« La Douleur », d’Emmanuel Finkiel : La force de la fragilité

Emmanuel Finkiel livre une adaptation à la fois fidèle et particulière, servie par des acteurs incarnés et sensibles.

Christophe Kantcheff  • 17 janvier 2018 abonné·es
« La Douleur », d’Emmanuel Finkiel : La force de la fragilité
© photo : DR

Robert Antelme a été arrêté le 1er juin 1944 et déporté dans un camp de concentration, dont il est revenu en mai 1945 dans un état de faiblesse absolue. Il faisait partie d’un réseau de résistance, tout comme son épouse, Marguerite Duras, qui a relaté dans La Douleur, paru en 1985 chez P.O.L., cette période à partir de son point de vue. Emmanuel Finkiel en donne une adaptation à la fois fidèle et particulière. Particulière, parce qu’il s’est interdit de montrer le corps de Robert Antelme à son retour de Dachau – et donc de traiter la phase progressive de son rétablissement. Antelme est « réduit à [un] déchet », écrit Duras. Où l’on touche ici à la question de l’irreprésentable, que tous les cinéastes devraient considérer, et à laquelle s’est confronté Emmanuel Finkiel dès son premier long métrage, Voyages, affirmant d’emblée une éthique du regard sans concession.

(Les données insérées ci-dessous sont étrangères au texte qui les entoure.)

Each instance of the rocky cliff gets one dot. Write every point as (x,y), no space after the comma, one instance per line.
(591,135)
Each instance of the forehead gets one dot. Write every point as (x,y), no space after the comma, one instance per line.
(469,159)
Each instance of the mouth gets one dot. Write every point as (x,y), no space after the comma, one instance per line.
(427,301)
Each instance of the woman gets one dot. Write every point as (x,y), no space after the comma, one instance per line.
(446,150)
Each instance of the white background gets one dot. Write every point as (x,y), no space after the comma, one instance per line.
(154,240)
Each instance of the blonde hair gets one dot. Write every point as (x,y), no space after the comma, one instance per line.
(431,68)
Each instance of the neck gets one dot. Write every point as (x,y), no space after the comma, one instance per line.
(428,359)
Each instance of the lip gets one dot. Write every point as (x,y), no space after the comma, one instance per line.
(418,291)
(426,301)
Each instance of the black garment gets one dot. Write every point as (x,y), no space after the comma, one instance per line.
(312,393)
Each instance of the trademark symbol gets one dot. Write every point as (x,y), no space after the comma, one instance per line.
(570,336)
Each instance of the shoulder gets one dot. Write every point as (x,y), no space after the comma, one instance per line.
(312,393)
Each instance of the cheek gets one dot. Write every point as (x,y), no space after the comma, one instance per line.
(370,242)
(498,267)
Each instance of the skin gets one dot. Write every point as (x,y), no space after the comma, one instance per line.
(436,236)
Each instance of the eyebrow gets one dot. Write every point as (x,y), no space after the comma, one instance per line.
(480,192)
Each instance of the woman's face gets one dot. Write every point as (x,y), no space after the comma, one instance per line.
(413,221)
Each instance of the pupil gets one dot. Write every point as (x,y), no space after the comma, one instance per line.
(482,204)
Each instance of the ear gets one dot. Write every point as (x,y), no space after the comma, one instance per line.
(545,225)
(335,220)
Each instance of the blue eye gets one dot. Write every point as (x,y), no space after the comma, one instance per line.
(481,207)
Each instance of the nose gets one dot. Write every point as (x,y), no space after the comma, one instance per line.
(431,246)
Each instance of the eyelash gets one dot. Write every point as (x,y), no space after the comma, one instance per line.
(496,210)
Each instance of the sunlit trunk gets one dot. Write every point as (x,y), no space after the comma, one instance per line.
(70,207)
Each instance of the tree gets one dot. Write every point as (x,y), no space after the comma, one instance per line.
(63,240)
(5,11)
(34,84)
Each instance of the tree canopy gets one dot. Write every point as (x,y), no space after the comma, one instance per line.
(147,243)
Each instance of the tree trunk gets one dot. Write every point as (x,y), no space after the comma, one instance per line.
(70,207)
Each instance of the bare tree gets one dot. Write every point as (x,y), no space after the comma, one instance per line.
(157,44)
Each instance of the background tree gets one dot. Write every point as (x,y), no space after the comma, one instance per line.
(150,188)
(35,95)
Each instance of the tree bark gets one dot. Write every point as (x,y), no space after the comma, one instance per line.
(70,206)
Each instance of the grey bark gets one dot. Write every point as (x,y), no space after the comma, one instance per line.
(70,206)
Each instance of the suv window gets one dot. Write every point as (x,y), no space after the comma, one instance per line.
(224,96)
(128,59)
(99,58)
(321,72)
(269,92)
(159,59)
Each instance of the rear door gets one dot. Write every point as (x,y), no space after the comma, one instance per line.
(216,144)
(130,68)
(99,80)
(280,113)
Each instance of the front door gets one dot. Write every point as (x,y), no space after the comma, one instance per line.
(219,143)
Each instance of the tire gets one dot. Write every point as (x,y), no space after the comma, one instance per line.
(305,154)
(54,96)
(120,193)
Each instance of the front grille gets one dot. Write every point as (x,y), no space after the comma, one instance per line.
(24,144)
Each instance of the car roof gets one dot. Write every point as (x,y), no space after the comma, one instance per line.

Particulière aussi parce que le cinéaste, attentif au fait que La Douleur participe d’un diptyque avec un autre texte, Monsieur X., dit ici Pierre Rabier, dont l’action se situe quelques jours après l’arrestation de Robert Antelme, a intégré celui-ci à son adaptation, rétablissant l’ordre chronologique.

Dans la première partie de La Douleur, le film, Marguerite (Mélanie Thierry) fréquente donc un agent de la Gestapo (Benoît Magimel), responsable de l’arrestation d’Antelme. Jouant tous deux au chat et à la souris, cherchant à se soutirer l’un l’autre des renseignements, ils mènent une partie déséquilibrée et particulièrement risquée pour Marguerite. Formidable idée que d’avoir confié le rôle de Rabier à Benoît Magimel. Le comédien, d’une sensibilité extrême, ne cherche pas à dédouaner le salaud qu’il interprète mais lui confère une fragilité, un désordre intérieur à fleur de peau. Ce qui n’est pas incompatible. Au contraire, le personnage apparaît ainsi d’autant plus dangereux. En face, Marguerite fait preuve d’une grande ténacité et va même jusqu’à renverser le rapport de force quand la situation devient critique pour l’occupant.

La seconde partie est avant tout le récit d’un repli sur soi. Marguerite est comme une exilée dans cette France libérée et gaulliste. Outre Dionys (Benjamin Biolay), qui l’aime et la soutient, Mme Katz (émouvante Shulamit Adar, déjà vue dans Voyages) est la seule personne avec laquelle Marguerite entre en empathie. Mme Katz, attendant l’improbable retour de sa fille des camps de la mort, a repassé toutes les affaires de celle-ci et fait ressemeler ses souliers. Tout est prêt, au bout de cette croyance indestructible que sa fille va réapparaître.

Outre les nombreux extraits du texte qu’elle dit en off, peuplant le film d’une pensée libre et crue – celle de Duras –, Mélanie Thierry incarne son personnage avec une puissance inouïe. Elle l’entraîne vers un état limite, quasi mystique, au-delà de l’amour, Marguerite étant gagnée par cette obsession que la disparition de son propre corps pourrait sauver la vie de son mari. Si la récurrence des flous suggère l’hyper-subjectivité du personnage, la focalisation sur Marguerite, et par là même sur le visage tantôt obstiné tantôt ravagé de Mélanie Thierry, donne à voir comment une comédienne peut entrer intimement non seulement dans la peau d’une auteure mais surtout de son œuvre. C’est tout simplement magnifique et, en soi, bouleversant.